Now, call a field $F$ "quasi-Euclidean" if for any nonzero $x \in F$, exactly one of $x$ and $-x$ is a square. Then, this definition leads to the following question:
Is every "quasi-Euclidean" field of characteristic zero in fact a Euclidean ordered field?
If a "quasi-Euclidean" field $F$ is not a Euclidean ordered field, then there must be two nonzero elements $x, y \in F$ for which $x^2+y^2$ is not a square, and hence there must be a third nonzero element $z \in F$ for which $x^2+y^2+z^2=0$.
Note that there do exist "quasi-Euclidean" fields of nonzero characteristic, and of course, they cannot be ordered fields.

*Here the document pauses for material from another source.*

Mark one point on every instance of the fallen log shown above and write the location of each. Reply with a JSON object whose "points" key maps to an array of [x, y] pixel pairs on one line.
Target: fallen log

For example, $\mathbb{F}_p$ (the Galois field of order $p$) is "quasi-Euclidean" for any prime $p \equiv 3 \pmod 4$.
The existence of lots of counterexamples follows from the following lemma.

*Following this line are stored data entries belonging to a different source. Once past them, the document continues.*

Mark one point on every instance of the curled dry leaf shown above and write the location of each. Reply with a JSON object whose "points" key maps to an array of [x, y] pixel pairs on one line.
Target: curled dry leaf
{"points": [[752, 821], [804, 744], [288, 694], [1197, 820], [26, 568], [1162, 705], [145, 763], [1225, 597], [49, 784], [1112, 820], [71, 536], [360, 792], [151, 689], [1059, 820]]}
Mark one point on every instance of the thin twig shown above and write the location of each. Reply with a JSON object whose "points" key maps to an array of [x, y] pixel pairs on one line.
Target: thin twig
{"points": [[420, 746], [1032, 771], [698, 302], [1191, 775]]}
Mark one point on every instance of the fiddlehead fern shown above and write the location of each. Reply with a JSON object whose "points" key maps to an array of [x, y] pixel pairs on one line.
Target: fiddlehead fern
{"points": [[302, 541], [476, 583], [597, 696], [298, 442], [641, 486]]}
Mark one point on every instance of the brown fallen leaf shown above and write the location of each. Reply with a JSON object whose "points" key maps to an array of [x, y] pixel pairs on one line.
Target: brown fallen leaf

Lemma: Let $k$ be a field in which $-1$ is not a square and let $x\in k$ be such $-x$ is not a square. Then $-1$ is not a square in $k(\sqrt{x})$.
Proof: If $x$ is a square then $k(\sqrt{x})=k$ so we are done, so let us assume $x$ is not a square. If $(a+b\sqrt{x})^2=-1$ for $a,b\in k$ then we must have $2ab=0$ and $a^2+xb^2=-1$. We cannot have $b=0$ since $-1$ is not a square in $k$, so we must have $a=0$ so $xb^2=-1$. But then $-x=1/b^2$ is a square in $k$, a contradiction.

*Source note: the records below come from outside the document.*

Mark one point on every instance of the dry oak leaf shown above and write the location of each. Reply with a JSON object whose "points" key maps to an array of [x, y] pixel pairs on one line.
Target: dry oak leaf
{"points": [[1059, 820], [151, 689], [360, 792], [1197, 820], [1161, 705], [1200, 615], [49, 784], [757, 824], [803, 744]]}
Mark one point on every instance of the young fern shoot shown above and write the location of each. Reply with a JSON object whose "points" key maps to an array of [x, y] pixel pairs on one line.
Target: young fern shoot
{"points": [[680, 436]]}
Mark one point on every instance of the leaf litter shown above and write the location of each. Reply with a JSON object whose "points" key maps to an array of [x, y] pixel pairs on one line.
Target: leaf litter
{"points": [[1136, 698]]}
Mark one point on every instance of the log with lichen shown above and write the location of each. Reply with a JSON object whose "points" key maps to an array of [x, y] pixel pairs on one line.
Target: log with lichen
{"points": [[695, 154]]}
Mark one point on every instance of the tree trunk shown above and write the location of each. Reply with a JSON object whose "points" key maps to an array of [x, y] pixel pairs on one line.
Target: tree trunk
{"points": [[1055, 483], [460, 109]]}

Using this lemma, you can start with any field in which $-1$ is not a square and repeatedly adjoin square roots to preserve this property. In particular, you can iterate transfinitely to eventually get a field in which for all $x$, either $x$ or $-x$ is a square. Since $-1$ is not a square, both options cannot be true at once if $x$ is nonzero.
For instance, you could start with $k=\mathbb{Q}$ and then adjoin a square root of $-2$ as the first step (or a square root of $-n$ for any $n>0$ that is not a square in $\mathbb{Q}$). In the end you will get a quasi-Euclidean field in which $-2$ is a square.